Gold Mining Stocks Are Trades, Not Investments

Gold mining is — to use technical jargon — a crappy business. It doesn’t have to be, it just works out that way due to irresistible incentives associated with the post-1970 monetary system. We explained why in TSI commentaries and some articles at the TSI Blog (for example, HERE) during 2014-2015.

The explanation revolves around the boom-bust cycle caused by the monetary machinations of the banking establishment (the central bank and the commercial banks). For the economy as a whole, malinvestment occurs during the boom phase of the cycle and the bust phase is when the proverbial chickens come home to roost (the investing mistakes are recognized and a general liquidation occurs). For the gold mining industry, however, the malinvestment occurs during the economy’s bust phase, because the boom for gold mining coincides with the bust for the broad economy.

To further explain, rapid monetary inflation distorts relative price signals and in doing so incentivizes investments that for a while (usually at least a few years) create the impression that the economy is powering ahead. Eventually, however, many of these investments are revealed for what they are (ill-conceived), with the revelation stemming from rising costs, declining profits or the absence of profit, resource shortages within the economic sectors that ‘boomed’ the most, and rising short-term interest rates due to a scramble for financing to complete projects and/or deal with cash flow problems.

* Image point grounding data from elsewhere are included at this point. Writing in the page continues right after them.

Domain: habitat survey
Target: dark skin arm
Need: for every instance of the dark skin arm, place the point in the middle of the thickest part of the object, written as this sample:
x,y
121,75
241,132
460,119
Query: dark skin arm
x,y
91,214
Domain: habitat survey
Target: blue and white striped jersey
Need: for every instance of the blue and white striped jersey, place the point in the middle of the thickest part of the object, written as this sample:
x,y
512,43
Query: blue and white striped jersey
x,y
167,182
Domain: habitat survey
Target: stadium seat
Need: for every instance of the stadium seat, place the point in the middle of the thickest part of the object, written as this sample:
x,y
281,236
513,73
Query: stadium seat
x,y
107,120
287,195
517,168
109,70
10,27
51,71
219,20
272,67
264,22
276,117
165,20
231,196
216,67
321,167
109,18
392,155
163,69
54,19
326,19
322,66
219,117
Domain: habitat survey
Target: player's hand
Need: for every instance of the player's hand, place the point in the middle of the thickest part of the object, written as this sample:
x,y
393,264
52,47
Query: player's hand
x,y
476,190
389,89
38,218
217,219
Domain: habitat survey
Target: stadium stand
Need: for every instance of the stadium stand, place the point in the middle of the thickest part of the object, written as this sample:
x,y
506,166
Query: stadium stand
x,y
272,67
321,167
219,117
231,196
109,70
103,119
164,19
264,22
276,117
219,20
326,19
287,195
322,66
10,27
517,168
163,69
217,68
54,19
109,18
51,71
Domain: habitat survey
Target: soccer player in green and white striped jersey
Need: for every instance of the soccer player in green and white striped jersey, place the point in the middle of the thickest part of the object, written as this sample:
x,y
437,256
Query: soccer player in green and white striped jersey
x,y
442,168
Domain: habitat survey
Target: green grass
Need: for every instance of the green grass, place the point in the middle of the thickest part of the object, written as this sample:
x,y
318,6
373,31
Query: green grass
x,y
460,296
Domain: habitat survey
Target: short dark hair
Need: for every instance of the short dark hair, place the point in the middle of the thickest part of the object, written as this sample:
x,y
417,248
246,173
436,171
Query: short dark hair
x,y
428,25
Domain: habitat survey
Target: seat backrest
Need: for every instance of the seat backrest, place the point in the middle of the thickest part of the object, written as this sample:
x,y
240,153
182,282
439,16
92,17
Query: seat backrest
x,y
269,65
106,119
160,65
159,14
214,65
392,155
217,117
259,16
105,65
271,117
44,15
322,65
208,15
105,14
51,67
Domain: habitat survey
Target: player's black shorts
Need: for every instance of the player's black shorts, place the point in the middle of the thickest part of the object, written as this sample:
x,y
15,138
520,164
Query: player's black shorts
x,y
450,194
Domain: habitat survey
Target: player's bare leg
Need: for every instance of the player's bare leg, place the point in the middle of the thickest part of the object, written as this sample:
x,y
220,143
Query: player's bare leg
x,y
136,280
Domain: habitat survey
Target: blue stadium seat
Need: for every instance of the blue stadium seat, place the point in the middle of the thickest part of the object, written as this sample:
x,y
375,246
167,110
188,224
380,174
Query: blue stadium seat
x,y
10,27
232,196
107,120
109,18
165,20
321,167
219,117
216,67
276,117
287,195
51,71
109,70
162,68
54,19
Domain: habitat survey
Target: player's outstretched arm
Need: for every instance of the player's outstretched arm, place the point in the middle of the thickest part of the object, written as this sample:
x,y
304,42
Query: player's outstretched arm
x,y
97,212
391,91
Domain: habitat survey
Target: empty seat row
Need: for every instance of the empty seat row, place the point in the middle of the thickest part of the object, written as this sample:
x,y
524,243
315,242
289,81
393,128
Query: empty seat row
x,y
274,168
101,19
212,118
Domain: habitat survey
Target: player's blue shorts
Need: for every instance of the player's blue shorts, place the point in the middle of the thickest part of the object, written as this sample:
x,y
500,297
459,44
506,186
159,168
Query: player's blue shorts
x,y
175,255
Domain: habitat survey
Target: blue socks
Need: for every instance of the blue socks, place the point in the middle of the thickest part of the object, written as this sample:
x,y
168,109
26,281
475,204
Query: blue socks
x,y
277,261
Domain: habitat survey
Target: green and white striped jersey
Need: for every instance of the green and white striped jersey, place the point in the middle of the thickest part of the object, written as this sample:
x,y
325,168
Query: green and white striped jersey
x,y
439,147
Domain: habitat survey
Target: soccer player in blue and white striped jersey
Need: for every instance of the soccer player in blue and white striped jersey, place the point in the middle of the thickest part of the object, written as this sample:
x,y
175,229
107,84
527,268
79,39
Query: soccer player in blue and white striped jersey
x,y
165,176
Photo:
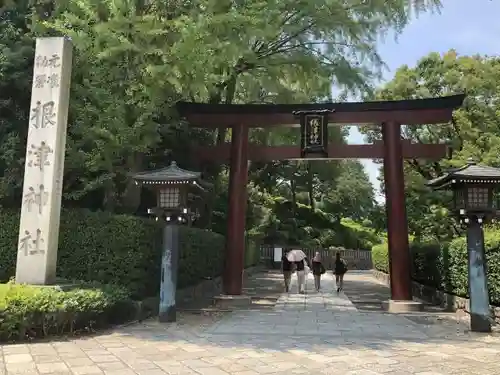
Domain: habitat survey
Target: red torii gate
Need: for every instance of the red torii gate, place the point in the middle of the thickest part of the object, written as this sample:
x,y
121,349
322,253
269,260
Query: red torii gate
x,y
389,114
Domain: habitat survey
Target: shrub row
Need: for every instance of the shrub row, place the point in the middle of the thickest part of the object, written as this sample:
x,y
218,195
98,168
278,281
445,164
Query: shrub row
x,y
37,312
444,266
121,250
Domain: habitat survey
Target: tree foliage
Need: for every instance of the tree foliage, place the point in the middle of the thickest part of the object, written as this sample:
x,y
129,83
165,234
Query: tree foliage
x,y
474,132
134,59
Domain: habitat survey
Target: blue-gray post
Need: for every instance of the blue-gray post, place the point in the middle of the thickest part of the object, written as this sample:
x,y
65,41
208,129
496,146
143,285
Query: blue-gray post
x,y
168,284
478,287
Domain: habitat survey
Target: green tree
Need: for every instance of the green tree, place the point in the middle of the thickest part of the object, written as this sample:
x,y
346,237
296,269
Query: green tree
x,y
473,133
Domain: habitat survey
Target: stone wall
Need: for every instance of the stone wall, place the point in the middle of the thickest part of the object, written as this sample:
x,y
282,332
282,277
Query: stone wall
x,y
436,297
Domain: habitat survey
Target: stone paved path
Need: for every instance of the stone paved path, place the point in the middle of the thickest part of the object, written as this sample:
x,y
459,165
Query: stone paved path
x,y
317,333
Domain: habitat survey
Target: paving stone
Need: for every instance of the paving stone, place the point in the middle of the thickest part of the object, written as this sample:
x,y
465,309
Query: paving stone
x,y
315,333
86,370
17,358
49,368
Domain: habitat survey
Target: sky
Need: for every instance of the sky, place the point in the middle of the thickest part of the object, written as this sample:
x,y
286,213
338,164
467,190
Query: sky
x,y
467,26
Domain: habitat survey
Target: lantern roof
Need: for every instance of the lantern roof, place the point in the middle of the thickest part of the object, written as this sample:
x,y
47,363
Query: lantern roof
x,y
471,173
167,176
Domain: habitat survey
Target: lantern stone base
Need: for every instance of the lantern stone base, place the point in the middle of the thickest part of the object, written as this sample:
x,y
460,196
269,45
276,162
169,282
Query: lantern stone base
x,y
401,307
168,316
229,302
480,323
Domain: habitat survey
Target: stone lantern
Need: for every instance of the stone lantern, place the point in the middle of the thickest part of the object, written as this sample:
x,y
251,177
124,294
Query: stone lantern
x,y
172,185
474,190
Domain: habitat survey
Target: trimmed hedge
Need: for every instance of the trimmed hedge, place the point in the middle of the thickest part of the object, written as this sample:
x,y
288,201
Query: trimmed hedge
x,y
28,312
444,266
122,250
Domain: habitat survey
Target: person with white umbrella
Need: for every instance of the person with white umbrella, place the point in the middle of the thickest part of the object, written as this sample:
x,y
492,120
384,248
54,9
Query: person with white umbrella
x,y
302,267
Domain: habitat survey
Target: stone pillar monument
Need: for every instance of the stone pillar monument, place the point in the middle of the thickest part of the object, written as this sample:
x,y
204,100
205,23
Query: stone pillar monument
x,y
44,165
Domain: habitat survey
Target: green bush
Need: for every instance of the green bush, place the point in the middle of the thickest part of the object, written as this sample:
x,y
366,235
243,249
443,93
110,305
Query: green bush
x,y
444,266
117,249
252,251
36,312
380,257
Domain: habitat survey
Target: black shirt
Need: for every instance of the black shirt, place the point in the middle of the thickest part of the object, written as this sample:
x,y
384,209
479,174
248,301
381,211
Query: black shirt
x,y
286,264
300,265
317,268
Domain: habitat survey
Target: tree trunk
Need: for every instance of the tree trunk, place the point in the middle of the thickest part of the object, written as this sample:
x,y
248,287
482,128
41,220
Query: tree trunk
x,y
310,185
293,189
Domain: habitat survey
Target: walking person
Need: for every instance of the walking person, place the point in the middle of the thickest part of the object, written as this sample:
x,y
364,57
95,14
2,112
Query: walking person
x,y
318,270
301,275
302,268
340,268
286,268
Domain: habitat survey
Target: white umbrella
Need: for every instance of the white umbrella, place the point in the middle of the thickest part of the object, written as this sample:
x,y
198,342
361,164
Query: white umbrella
x,y
295,255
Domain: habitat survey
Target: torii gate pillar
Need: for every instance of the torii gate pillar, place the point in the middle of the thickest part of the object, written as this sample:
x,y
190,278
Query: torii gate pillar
x,y
397,225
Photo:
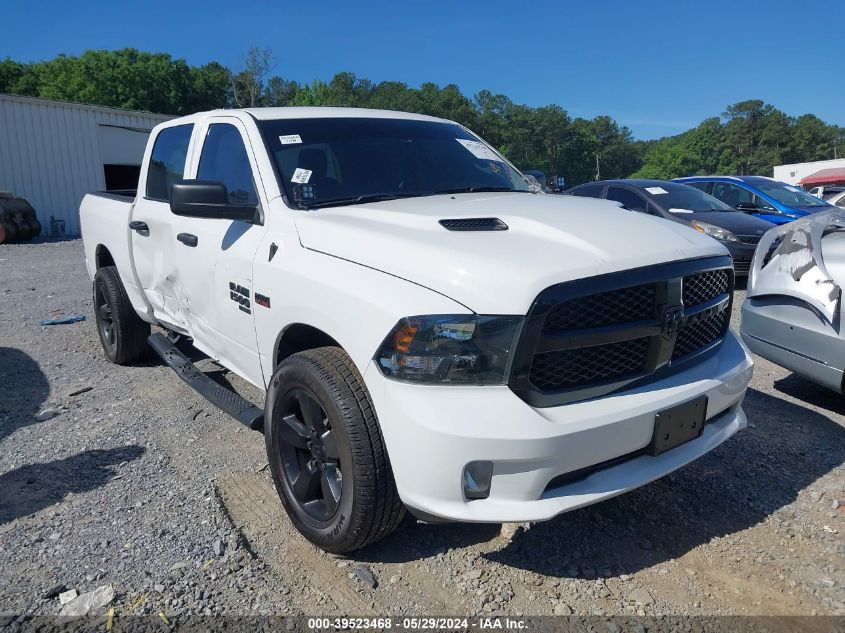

After it starts to become clear that many of the boom-time investments were based on unrealistic expectations, a general drive to become more liquid gets underway. Many people sell whatever they can in an effort to pay expenses and service debts, thus kicking off an economic bust (recession or depression).

For the average person, becoming more ‘liquid’ usually involves obtaining more cash. However, corporations and high-net-worth individuals often prefer other forms of ‘liquidity’, including Treasury Bills and gold. That, in essence, is why the demand for gold tends to rise during the bust phase of the economy-wide boom-bust cycle.